Washington Post Staff Writer
Wednesday, March 2, 2011; 10:24 PM

Passing a law with the lofty aim of preventing future financial crises was hard enough; turning it into detailed rules is proving in some cases to be no less difficult.

For example, there is general agreement that credit ratings gave the financial world a misplaced sense of confidence in assets that were no better than junk. Rating agencies such as Moody's and Standard & Poor's put their AAA stamp of approval on securities grounded in the quicksand of subprime mortgages.

Washington's regard for credit ratings sank so low that Congress directed regulatory agencies last year to comb their rules and get rid of language that uses those ratings as a formal measure of credit-worthiness.

Now, as regulators struggle to rewrite the rules, they are confronting a deeper question: What should replace credit ratings?

The Securities and Exchange Commission grappled with the issue Wednesday as it turned to the task of purging credit ratings from the rules for money-market funds.

"I have serious misgivings because it appears no appropriate substitute has been identified," SEC Commissioner Luis A. Aguilar said.

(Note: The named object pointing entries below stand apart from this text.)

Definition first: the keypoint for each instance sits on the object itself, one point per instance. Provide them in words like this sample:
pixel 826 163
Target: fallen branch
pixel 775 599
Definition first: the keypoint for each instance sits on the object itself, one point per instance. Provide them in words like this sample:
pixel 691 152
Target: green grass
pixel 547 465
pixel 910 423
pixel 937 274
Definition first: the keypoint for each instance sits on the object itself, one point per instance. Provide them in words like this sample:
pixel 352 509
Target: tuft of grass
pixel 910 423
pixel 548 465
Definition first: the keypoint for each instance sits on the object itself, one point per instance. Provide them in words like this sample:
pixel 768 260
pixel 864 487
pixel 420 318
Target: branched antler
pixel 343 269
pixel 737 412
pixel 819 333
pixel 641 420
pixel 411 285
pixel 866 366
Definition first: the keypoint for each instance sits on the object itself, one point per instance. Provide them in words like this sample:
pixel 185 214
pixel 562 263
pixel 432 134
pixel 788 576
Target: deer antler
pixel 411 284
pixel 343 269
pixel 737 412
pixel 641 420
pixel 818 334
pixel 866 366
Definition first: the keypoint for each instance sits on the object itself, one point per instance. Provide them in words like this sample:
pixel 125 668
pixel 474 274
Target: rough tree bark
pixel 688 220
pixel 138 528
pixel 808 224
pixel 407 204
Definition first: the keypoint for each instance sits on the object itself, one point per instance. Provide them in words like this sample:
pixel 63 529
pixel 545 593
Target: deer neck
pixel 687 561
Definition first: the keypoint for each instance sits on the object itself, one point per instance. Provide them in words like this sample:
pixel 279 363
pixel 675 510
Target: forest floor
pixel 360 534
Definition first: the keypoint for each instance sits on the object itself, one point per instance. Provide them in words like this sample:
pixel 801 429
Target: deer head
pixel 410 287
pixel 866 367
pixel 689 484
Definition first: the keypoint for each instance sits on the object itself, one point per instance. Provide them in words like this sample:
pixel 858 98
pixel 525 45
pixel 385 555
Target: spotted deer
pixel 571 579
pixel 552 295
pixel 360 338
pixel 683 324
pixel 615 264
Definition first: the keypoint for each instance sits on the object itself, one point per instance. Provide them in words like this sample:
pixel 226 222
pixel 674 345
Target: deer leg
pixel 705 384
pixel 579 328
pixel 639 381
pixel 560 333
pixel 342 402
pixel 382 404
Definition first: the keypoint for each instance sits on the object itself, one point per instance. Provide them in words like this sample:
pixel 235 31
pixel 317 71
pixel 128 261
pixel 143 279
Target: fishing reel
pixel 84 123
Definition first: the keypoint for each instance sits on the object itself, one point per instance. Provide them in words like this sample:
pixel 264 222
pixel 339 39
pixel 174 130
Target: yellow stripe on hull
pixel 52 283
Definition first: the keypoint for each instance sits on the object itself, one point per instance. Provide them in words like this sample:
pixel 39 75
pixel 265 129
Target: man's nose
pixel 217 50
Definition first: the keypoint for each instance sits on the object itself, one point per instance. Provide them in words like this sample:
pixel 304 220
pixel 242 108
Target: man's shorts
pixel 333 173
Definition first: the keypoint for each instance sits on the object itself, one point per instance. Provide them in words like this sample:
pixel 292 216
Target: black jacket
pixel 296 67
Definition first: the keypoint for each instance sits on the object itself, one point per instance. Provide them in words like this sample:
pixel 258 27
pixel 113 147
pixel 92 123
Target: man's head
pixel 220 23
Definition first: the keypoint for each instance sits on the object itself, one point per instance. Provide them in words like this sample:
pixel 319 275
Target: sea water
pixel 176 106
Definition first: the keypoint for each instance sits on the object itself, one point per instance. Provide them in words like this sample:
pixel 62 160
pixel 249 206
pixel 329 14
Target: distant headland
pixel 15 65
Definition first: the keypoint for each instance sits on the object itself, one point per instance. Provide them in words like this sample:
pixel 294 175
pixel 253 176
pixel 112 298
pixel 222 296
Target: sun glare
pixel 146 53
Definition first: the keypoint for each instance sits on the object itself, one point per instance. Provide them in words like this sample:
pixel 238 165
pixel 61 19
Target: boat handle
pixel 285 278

Regulators at a range of agencies are trying to translate Congress's Dodd-Frank law into nitty-gritty regulations on such complex issues as mortgage lending, derivatives trading and the amount of capital banks must hold as a fallback against losses. High-stakes lobbying campaigns that were concentrated on Capitol Hill last year have scattered to federal offices across the city.

In some cases, the challenge is magnified because the law left a lot to regulators' discretion. In other cases, regulators complain that they have been straitjacketed. The questions range from the broad to the ultra-technical.

In the realm of credit ratings and money-market funds, Aguilar said, the SEC staff faced an "impossible challenge."

Money-market funds are supposed to be safe places for consumers to park their money. Under current rules, the funds are generally required to invest in securities that have very high short-term credit ratings.

Following the Dodd-Frank law, the SEC proposed new rules Wednesday that would leave money-market funds to determine for themselves whether assets are safe enough to hold.

Aguilar outlined a series of potential problems with that approach, echoing arguments raised by a variety of critics when the SEC considered the issue in years past.